PanselaNews.com, Jakarta – Pada rapat maraton Kementan-Bulog di Kantor Pusat Kementan, Minggu pagi (9/2/2025), Menteri Pertanian (Mentan) Andi Amran Sulaiman menegaskan bahwa harga gabah pada masa panen raya 2025 tidak boleh turun dari keputusan HPP pemerintah, yaitu Rp6.500 perkilogram.
Mentan Amran menekankan bahwa penyerapan gabah di bawah HPP akan berdampak negatif pada petani dan ketahanan pangan nasional. “Kalau penyerapan gabah dibawah HPP, artinya kita memukul 160 juta petani. Pukulannya 300 triliun dan dampaknya NTP turun,” ujarnya dengan tegas.
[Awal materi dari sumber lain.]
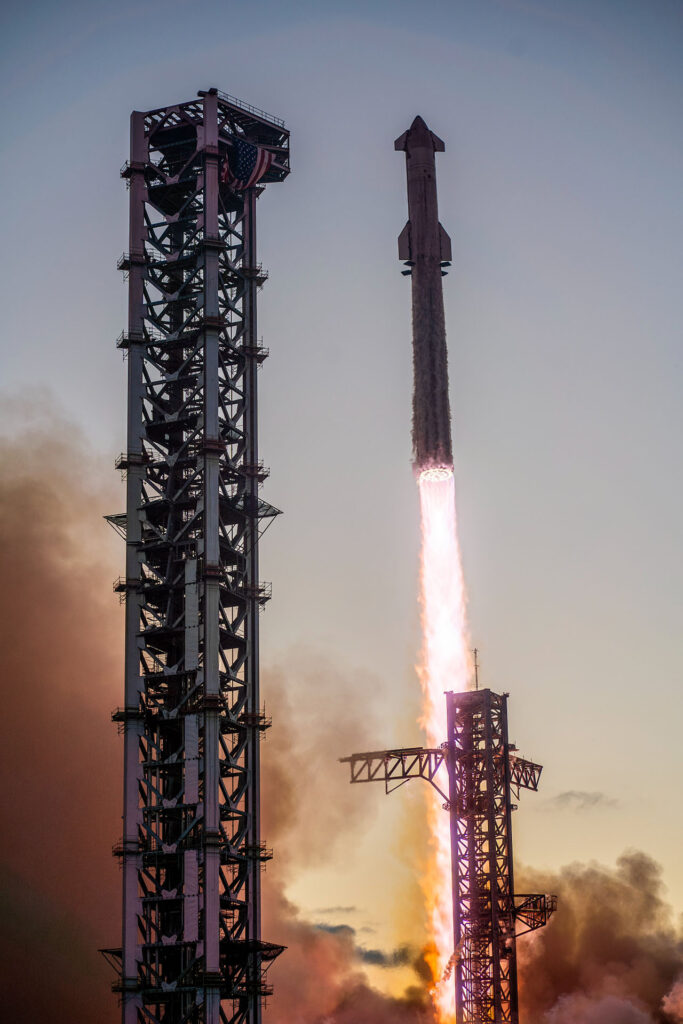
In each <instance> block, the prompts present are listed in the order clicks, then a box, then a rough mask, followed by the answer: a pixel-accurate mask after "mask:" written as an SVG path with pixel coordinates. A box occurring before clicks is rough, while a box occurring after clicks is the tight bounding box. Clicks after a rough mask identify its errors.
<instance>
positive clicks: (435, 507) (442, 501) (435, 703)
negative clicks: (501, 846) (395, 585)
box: [418, 466, 470, 1024]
Lebih lanjut, Mentan Amran mengatakan bahwa Presiden Prabowo Subianto telah menegaskan kewajiban pemerintah untuk membeli gabah petani sebesar Rp6.500 perkilogram. “Saya tidak ingin harga itu turun, bahkan di angka Rp5.500 perkilogram. Kita harus swasembada dan menjaga produksi agar tidak merugikan petani,” katanya.
Untuk mendukung hal tersebut, pemerintah telah menyiapkan anggaran sebesar Rp16,6 triliun yang akan segera dicairkan. Mentan Amran juga menekankan pentingnya menyiapkan gudang penyimpanan guna mendukung serapan gabah pada masa panen raya.
Sementara itu, Direktur Utama Bulog, Mayor Jenderal TNI Novi Helmy Prasetya, menegaskan kesiapan Bulog untuk menjalankan serapan gabah sebanyak 3 juta ton pada masa panen raya di bulan Januari, Maret, dan April. “Kami akan mengoptimalkan seluruh sumber daya yang ada dan berharap mendapat dukungan penuh dari Kementan,” ujarnya.
Baca juga: Komisi IV DPR RI Panggil Bapanas Klarifikasi Pemberhentian Bansos Beras
Wakil Menteri Pertanian (Wamentan), Sudaryono, yang juga menjabat sebagai Dewan Pengawas Bulog, menambahkan bahwa harga pembelian gabah harus sesuai dengan HPP bersama yang telah ditetapkan. “Harga gabah tidak boleh turun karena akan mempengaruhi produksi dan nilai tukar petani,” jelasnya.
Dengan komitmen ini, pemerintah menegaskan kembali dedikasinya untuk melindungi kepentingan petani dan menjaga ketahanan pangan nasional.